Palin’s populist tirades against professors and universities differ in no way from the contempt lots of coaches routinely express for these things. When you reward the coach with four million dollars a year, and then get upset when a university gives Palin – What? She’s probably getting a paltry $100,000 – you’re being a mite hypocritical.
University of Oregon athletics doesn’t like to do contracts.
As all criminal syndicates know, if you write down what you’re doing, other people can figure out… what you’re doing.
Do you remember any scenes of Al Pacino signing contracts in The Godfather?
So when the school’s athletic director left the other day to take a tv job, and the school just, you know, gave him $2.3 million dollars even though he wasn’t fired – he quit – and even though it was all done via secret handshakes, the state Justice Department decided to investigate.
The UO says it had no signed agreement with Bellotti on the terms of his employment or departure when he took over the job of athletic director last summer, yet the university said it will pay the former football coach the $2.3 million to fulfill unspecified “commitments” that were never put on paper.
Bellotti negotiated the terms of his employment orally with UO President Richard Lariviere in July, when both of them were beginning their new jobs, a UO spokeswoman said last week. The UO is not making those terms public.
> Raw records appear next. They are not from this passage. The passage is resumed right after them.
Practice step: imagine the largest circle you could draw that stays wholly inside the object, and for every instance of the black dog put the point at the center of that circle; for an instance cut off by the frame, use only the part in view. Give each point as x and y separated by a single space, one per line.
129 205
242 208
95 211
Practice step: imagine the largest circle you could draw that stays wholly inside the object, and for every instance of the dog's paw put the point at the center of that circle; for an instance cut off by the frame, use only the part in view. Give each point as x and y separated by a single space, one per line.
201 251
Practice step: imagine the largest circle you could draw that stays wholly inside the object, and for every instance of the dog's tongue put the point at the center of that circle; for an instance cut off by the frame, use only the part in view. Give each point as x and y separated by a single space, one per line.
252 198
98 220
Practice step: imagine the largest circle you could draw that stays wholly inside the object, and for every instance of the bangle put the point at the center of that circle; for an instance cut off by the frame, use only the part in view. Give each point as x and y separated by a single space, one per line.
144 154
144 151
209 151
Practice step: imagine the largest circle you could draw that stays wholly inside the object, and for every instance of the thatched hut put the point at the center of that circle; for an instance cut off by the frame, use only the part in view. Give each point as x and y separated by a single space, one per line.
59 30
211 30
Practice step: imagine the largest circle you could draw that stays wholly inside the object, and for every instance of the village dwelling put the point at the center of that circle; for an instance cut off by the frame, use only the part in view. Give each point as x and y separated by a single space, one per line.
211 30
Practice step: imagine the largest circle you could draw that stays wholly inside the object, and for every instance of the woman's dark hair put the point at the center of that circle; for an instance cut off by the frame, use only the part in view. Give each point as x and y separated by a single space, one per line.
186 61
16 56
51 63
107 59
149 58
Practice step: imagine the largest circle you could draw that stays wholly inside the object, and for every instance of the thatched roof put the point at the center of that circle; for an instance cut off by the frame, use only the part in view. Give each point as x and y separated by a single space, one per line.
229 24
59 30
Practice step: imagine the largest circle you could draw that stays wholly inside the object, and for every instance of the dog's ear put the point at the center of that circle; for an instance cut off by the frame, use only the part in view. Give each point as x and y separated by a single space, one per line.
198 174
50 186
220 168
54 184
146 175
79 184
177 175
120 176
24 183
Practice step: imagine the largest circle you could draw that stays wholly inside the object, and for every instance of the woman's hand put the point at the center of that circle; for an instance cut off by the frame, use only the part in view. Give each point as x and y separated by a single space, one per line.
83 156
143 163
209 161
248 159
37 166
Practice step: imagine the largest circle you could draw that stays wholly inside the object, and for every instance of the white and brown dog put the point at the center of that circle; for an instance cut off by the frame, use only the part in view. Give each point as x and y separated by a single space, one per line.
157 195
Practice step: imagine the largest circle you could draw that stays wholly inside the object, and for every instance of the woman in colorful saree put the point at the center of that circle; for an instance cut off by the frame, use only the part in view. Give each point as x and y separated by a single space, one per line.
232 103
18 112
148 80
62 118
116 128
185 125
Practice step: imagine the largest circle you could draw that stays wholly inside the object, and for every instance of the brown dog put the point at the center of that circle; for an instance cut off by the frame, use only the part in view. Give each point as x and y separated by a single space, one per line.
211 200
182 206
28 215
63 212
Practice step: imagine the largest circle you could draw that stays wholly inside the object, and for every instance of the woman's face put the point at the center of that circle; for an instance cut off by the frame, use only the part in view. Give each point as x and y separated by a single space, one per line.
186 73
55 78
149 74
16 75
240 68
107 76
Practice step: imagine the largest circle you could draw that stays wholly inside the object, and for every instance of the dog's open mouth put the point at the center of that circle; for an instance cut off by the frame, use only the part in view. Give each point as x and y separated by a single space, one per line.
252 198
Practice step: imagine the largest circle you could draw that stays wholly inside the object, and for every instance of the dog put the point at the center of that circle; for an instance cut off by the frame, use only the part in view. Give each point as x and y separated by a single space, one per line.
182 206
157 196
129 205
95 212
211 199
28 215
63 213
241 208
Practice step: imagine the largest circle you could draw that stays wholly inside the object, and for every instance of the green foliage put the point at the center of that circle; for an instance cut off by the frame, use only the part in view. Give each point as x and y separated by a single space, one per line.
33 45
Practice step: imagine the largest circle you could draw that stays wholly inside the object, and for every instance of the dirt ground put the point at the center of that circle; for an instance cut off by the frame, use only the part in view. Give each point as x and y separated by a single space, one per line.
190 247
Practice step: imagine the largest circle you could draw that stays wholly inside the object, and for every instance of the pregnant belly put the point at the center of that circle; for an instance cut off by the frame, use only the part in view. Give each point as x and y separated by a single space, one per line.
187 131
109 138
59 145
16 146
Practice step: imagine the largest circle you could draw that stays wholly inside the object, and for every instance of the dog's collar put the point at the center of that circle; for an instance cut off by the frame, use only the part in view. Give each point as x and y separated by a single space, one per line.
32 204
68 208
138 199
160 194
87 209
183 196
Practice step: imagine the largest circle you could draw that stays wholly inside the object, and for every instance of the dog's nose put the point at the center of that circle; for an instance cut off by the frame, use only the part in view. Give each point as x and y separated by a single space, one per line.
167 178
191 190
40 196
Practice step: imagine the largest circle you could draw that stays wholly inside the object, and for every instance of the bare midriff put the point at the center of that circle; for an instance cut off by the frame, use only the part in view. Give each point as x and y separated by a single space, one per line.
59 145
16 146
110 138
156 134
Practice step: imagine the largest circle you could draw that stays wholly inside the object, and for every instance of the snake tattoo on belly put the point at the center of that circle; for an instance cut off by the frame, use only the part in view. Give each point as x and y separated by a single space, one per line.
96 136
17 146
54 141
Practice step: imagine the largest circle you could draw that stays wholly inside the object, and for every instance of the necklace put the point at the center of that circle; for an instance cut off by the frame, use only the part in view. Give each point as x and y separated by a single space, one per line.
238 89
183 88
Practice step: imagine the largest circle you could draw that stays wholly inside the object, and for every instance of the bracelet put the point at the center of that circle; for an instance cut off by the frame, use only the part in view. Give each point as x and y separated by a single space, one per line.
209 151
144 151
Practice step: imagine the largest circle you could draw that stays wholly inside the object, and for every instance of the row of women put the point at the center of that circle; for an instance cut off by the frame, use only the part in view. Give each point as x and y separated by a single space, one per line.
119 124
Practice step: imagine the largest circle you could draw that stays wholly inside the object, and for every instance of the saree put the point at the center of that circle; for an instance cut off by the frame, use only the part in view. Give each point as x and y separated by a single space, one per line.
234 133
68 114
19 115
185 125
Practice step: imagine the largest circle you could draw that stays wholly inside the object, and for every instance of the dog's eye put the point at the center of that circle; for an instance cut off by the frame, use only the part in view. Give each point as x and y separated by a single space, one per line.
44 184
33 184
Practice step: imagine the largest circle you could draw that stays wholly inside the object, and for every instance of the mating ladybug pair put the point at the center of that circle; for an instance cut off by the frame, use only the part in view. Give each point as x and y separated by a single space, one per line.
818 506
Less than nine months later, the two settled on the details of a deal allowing Bellotti to leave for the television job with the multimillion-dollar payout.
Nobody at the university has any comment to make to reporters.
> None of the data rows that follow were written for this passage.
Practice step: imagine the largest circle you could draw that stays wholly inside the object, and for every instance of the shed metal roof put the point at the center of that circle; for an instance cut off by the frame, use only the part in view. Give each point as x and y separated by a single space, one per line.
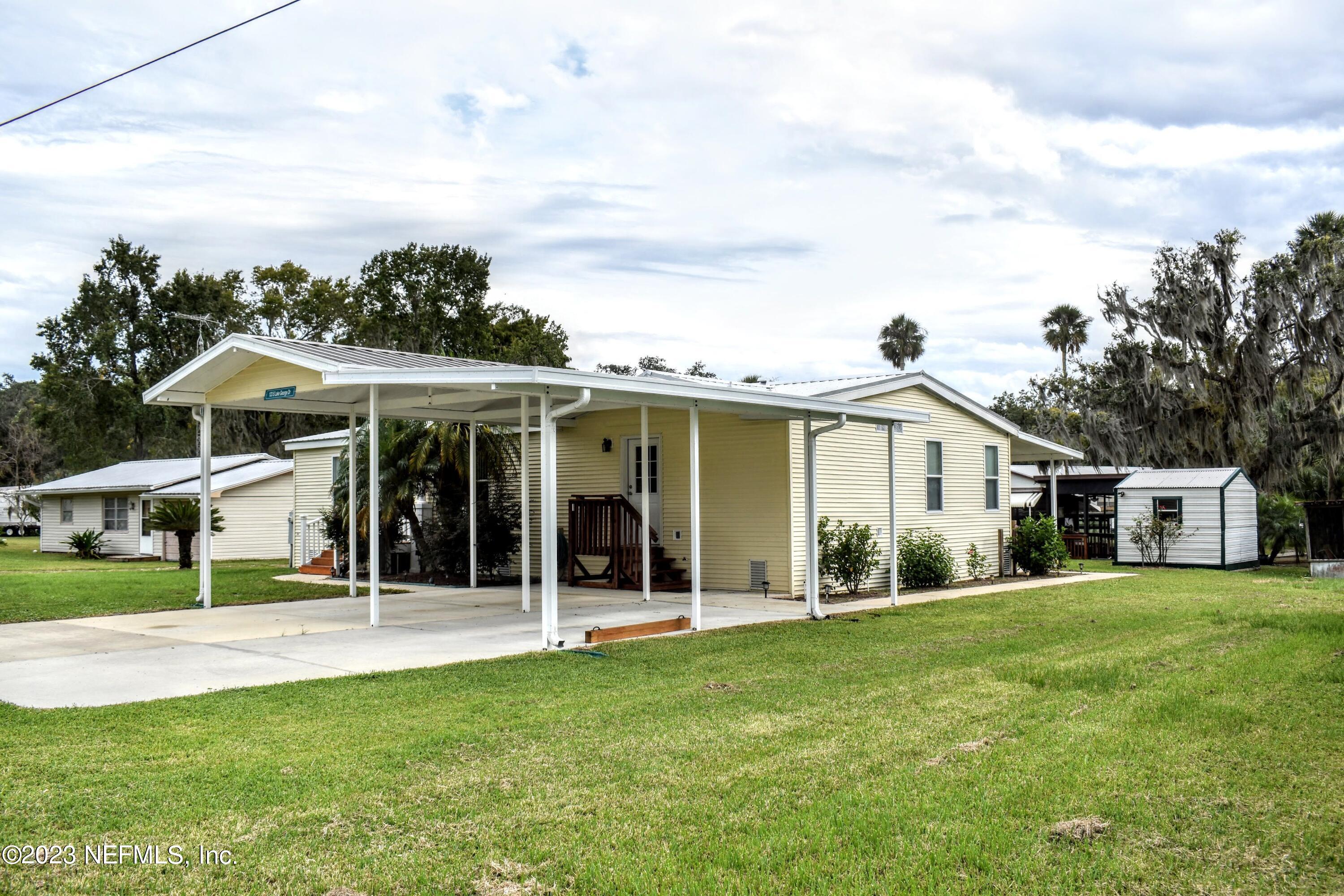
230 478
131 476
1207 477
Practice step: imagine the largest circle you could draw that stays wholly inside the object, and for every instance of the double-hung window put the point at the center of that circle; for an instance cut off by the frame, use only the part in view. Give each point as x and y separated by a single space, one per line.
1168 509
933 477
116 515
991 477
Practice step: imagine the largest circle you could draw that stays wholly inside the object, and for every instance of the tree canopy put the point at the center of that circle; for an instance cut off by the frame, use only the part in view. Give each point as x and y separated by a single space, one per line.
127 328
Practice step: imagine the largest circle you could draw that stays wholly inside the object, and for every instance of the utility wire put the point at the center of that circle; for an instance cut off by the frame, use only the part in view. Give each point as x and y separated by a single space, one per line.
147 64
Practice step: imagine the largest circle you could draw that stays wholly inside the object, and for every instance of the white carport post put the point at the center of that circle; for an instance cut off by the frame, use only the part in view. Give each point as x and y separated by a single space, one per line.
695 515
353 508
1054 495
644 497
812 585
373 507
471 499
525 488
892 508
205 505
547 520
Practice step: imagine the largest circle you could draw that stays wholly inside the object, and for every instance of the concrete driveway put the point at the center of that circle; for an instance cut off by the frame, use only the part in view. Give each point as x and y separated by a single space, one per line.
147 656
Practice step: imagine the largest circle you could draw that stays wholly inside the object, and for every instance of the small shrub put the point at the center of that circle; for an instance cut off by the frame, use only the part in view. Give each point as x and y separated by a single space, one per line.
849 554
86 544
924 559
1038 547
1155 536
976 562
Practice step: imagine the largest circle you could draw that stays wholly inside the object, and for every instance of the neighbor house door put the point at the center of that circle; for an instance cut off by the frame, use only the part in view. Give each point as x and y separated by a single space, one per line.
633 476
147 536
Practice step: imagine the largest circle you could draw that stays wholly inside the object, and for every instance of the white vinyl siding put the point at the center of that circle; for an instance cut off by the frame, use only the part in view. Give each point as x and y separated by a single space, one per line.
744 488
86 512
1242 520
256 519
853 481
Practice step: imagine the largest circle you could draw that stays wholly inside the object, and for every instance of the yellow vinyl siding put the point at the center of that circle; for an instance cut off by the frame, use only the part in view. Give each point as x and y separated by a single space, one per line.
314 481
256 523
853 480
744 487
253 381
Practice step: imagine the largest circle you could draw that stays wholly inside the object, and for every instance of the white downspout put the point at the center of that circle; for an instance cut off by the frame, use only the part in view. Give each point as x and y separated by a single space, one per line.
550 586
526 560
892 509
810 458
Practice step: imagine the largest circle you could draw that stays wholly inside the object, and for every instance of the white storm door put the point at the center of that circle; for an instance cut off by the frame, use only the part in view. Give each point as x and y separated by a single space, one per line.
633 476
147 536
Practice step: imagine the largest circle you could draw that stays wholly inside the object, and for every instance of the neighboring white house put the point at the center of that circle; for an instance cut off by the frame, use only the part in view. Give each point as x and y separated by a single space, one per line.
1215 505
253 499
18 511
111 500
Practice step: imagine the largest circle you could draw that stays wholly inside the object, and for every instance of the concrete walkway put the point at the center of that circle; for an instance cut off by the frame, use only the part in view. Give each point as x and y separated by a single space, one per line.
147 656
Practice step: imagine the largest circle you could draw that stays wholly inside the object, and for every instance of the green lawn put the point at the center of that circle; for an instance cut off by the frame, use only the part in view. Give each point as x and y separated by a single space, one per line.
57 586
1199 712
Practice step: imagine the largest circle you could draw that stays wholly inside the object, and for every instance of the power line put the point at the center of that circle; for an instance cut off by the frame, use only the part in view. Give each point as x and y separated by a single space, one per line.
147 64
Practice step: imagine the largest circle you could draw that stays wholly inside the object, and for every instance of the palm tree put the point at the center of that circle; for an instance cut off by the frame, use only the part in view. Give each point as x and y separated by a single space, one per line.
1066 332
183 520
901 342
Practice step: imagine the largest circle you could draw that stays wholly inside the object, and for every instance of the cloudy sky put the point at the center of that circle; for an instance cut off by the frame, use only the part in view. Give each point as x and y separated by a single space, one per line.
754 185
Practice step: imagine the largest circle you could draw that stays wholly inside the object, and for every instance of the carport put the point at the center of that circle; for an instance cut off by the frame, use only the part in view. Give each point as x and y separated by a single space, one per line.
267 374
Reporters want to know how a once-respectable university became such a cheesy outfit.
From the student newspaper, University of Maine:
… [T]he athletic department is losing millions of dollars annually. Other financial documents indicate the university is spending less of its budget on educational instruction now than it was in previous decades.
In the current fiscal year — which runs July 1, 2009 to June 30, 2010 — athletics is projected to cost the university $7.3 million more than the revenue it brings in.
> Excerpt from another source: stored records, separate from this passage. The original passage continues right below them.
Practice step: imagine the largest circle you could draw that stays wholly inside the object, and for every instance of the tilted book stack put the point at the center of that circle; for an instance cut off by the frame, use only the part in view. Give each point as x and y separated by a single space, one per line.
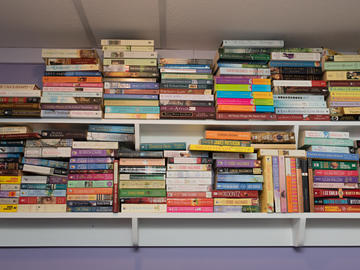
189 181
299 92
242 81
45 168
130 79
19 100
72 84
342 72
332 171
186 89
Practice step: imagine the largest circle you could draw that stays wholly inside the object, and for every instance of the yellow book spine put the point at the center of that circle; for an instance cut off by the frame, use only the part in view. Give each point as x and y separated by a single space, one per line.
223 201
138 184
267 194
10 179
8 208
221 148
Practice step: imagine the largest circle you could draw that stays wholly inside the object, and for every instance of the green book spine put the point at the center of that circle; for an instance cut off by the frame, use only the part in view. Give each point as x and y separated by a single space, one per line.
341 65
163 146
334 165
225 142
142 193
326 141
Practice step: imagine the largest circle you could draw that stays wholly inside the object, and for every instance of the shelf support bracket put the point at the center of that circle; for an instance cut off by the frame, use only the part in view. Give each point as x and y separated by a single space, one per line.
135 232
299 226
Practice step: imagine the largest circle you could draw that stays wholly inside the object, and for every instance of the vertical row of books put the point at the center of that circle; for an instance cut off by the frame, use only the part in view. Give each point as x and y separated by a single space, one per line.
142 186
342 72
131 89
19 100
299 92
12 142
333 171
93 169
189 180
72 84
45 168
242 82
186 89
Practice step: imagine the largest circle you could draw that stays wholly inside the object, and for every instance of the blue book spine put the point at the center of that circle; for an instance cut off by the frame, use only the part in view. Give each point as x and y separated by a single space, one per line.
99 166
111 129
261 88
74 73
119 96
40 192
332 156
179 66
264 108
43 186
239 178
239 186
233 94
46 163
131 109
89 209
294 64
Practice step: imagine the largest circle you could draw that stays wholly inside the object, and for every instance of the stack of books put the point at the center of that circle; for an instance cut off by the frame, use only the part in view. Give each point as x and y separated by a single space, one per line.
72 84
12 148
299 92
186 90
237 179
243 79
130 75
19 100
333 171
342 75
142 186
92 172
45 163
189 181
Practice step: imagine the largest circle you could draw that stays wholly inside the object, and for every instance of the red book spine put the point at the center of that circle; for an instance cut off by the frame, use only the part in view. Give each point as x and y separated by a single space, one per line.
116 207
335 173
245 116
235 194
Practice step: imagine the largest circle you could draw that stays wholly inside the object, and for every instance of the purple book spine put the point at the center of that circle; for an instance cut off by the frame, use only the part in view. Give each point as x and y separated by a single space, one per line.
91 153
57 180
92 160
336 179
237 163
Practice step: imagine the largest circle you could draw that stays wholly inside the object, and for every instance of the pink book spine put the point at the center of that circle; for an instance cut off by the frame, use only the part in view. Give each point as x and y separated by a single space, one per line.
282 182
73 89
190 209
105 176
235 101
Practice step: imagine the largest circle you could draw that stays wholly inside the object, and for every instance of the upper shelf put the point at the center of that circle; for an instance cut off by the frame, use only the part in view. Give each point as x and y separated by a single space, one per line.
179 24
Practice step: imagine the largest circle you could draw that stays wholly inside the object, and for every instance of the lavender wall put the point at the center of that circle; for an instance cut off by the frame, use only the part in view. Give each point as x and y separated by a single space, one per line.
164 258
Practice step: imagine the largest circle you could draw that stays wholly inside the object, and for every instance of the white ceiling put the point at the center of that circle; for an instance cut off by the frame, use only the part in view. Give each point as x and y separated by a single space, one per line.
179 24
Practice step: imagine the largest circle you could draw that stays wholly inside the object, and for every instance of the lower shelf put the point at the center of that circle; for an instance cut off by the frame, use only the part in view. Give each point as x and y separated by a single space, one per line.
169 229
Athletic Director Blake James said the athletic department is subsidized by the university, but that the projected loss of $7 million sounded high. James said he thought the actual loss would be closer to $5 million.
… The budget for fiscal 2010 projected the athletics department would generate about $4.5 million in revenue, falling far short of its expected $12.2 million in expenditures. This discrepancy would be covered by revenue in the general university budget, the vast majority of which comes from tuition and state appropriations.
… The bulk of sports teams’ operating costs comes from coaches’ salaries and benefits.
… There appears to be a historical trend in the financial documents from decennial accreditation reports indicating student education has been slipping on the university’s priority list…
Well, where would you put student education on a university’s priority list? Tenth? Twelfth?
This Boston Globe opinion piece tells you the reason.
From the moment she clapped eyes on him at a Knight Commission gathering a few years ago, UD knew Michael Adams, president of the University of Georgia, would be the NCAA’s next president. Unlike Myles Brand, who entered the job with a sense of morality as well as a sense of what universities are (he started his career as a philosophy professor), UGA’s man is a backroom politician all the way down.
His departure from UGA will be good news for that university. Otherwise, it’s barf bag city.